5) Concentrate on the sale rather than the sellers. Buyers are often tempted to assign all kinds of attributes to the sellers, even if they have no idea of what the people are really like. They might think the sellers are "cheap" or "unreasonable" or "stubborn", and use up all their energy second-guessing the sellers' motives, rather than focusing on how to get the price and terms they want.
6) Explain yourself. If you are asking for an unusual term, like a late settlement, make sure youexplain why. Buyers and sellers can agree on terms more easily if they understand the otherparty's objectives and needs.
7) Let them know you love it. It may sound corny, but you may want to accompany your offer with a letter telling the seller just how much you love their house and why. Like buyers, sellers get emotional, and it won't hurt to let them know that you really appreciate their home.
8) When you get an inch, don't go for a mile. Most inexperienced negotiators interpret any concession on that part of the seller as a total victory and end up losing by making unreasonable demands and "turning off" the seller. For example, earlier this year, certain buyers asked the sellers if they could put off reviewing contracts an extra day to give them a chance to sit down and write an offer. The sellers agreed and the buyers then asked if they could see the house one more time. The sellers agreed and the buyers then asked if the sellers would hold financing and include some of their expensive furnishings as part of the list price! Needless to say, these buyers did not get the house.

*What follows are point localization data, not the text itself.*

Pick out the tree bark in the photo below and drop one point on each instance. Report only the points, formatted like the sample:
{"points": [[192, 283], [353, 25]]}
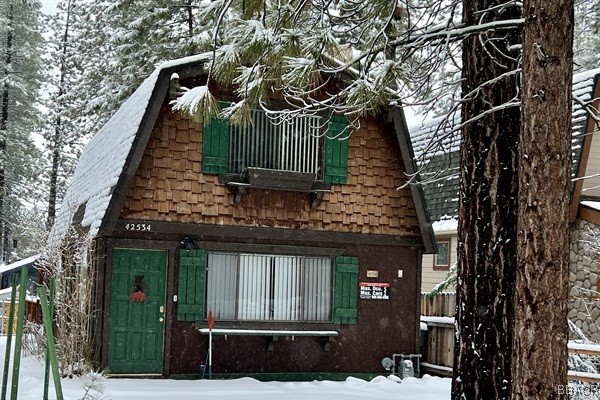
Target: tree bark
{"points": [[539, 347], [488, 208], [58, 137], [4, 248]]}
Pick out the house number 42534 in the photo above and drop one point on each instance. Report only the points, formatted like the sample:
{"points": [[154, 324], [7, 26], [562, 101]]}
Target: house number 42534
{"points": [[137, 227]]}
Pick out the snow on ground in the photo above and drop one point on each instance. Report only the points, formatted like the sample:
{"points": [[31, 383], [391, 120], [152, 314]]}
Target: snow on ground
{"points": [[31, 381]]}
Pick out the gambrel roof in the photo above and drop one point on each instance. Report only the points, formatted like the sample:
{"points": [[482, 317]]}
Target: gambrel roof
{"points": [[440, 163], [109, 161], [106, 160]]}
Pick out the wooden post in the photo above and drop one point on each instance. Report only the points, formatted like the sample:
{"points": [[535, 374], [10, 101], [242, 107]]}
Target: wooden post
{"points": [[14, 387], [52, 283], [51, 346], [11, 317]]}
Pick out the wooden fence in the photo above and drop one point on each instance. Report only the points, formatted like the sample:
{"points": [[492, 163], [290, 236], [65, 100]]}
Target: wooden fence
{"points": [[437, 312], [438, 350]]}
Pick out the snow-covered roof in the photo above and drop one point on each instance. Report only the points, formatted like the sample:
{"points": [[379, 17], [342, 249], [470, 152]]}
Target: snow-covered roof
{"points": [[439, 159], [20, 263], [104, 158]]}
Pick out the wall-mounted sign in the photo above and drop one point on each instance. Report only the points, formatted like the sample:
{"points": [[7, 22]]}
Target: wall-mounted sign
{"points": [[372, 273], [374, 290]]}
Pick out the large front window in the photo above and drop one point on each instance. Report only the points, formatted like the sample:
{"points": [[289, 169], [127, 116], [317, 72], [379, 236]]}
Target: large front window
{"points": [[278, 142], [256, 287]]}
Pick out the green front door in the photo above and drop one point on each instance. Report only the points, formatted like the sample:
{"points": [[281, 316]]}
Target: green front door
{"points": [[136, 322]]}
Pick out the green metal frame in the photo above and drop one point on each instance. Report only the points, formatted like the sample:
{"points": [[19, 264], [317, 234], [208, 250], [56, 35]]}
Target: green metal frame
{"points": [[50, 344], [11, 317]]}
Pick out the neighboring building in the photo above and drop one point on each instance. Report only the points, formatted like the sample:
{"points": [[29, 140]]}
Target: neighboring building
{"points": [[440, 174], [300, 244]]}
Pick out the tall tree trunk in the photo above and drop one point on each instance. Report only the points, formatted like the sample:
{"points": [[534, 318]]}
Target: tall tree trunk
{"points": [[58, 137], [488, 208], [4, 252], [541, 290]]}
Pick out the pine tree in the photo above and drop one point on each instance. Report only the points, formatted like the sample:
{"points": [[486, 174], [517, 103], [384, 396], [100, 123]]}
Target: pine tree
{"points": [[63, 130], [20, 43], [122, 41]]}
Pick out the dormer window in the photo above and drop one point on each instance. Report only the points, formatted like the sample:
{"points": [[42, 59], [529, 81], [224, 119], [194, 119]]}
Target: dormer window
{"points": [[279, 143], [278, 151]]}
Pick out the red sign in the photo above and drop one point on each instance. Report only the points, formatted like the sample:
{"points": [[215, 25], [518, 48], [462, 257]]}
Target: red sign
{"points": [[374, 290]]}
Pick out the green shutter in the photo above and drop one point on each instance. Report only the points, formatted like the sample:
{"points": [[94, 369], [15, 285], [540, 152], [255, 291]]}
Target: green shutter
{"points": [[192, 272], [346, 290], [215, 146], [336, 150]]}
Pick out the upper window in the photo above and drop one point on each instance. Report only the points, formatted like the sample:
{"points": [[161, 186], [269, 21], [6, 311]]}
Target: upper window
{"points": [[256, 287], [306, 146], [275, 142], [442, 258]]}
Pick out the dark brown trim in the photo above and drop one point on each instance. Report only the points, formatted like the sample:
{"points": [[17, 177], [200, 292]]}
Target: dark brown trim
{"points": [[203, 232], [168, 311], [397, 118], [99, 259], [106, 306], [589, 214], [585, 153], [271, 249], [417, 299]]}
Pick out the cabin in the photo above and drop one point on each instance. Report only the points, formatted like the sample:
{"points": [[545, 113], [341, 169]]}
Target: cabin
{"points": [[441, 188], [290, 233]]}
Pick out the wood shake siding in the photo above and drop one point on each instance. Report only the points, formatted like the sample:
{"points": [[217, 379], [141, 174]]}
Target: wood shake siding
{"points": [[169, 186]]}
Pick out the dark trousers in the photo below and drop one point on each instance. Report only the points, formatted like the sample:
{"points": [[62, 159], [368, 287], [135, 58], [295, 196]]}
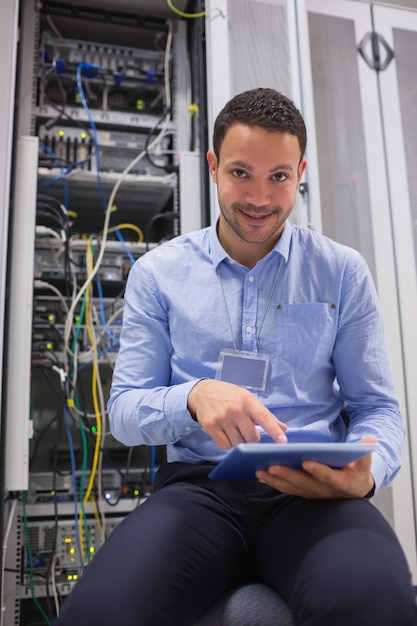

9) Stay in the game, and don't overreact. If you get a counteroffer from the seller that is higher than you expected, don't give up. A slight increase in price on your part and a change in terms that pleases the seller can still allow you to reach your target price range.
10) Be realistic; you never get everything you want. If the house is priced at $900,000, you won't get it for $750,000, no matter how clever you are. If the property is over-priced, it may eventually come down in price, but as long as the sellers' expectations are so high, you are not going to be able to pull them far enough in your direction.
Set your sights on the properties that are fairly priced, plan your strategy, stay calm and cool, and you have a good chance of saving money on your new purchase.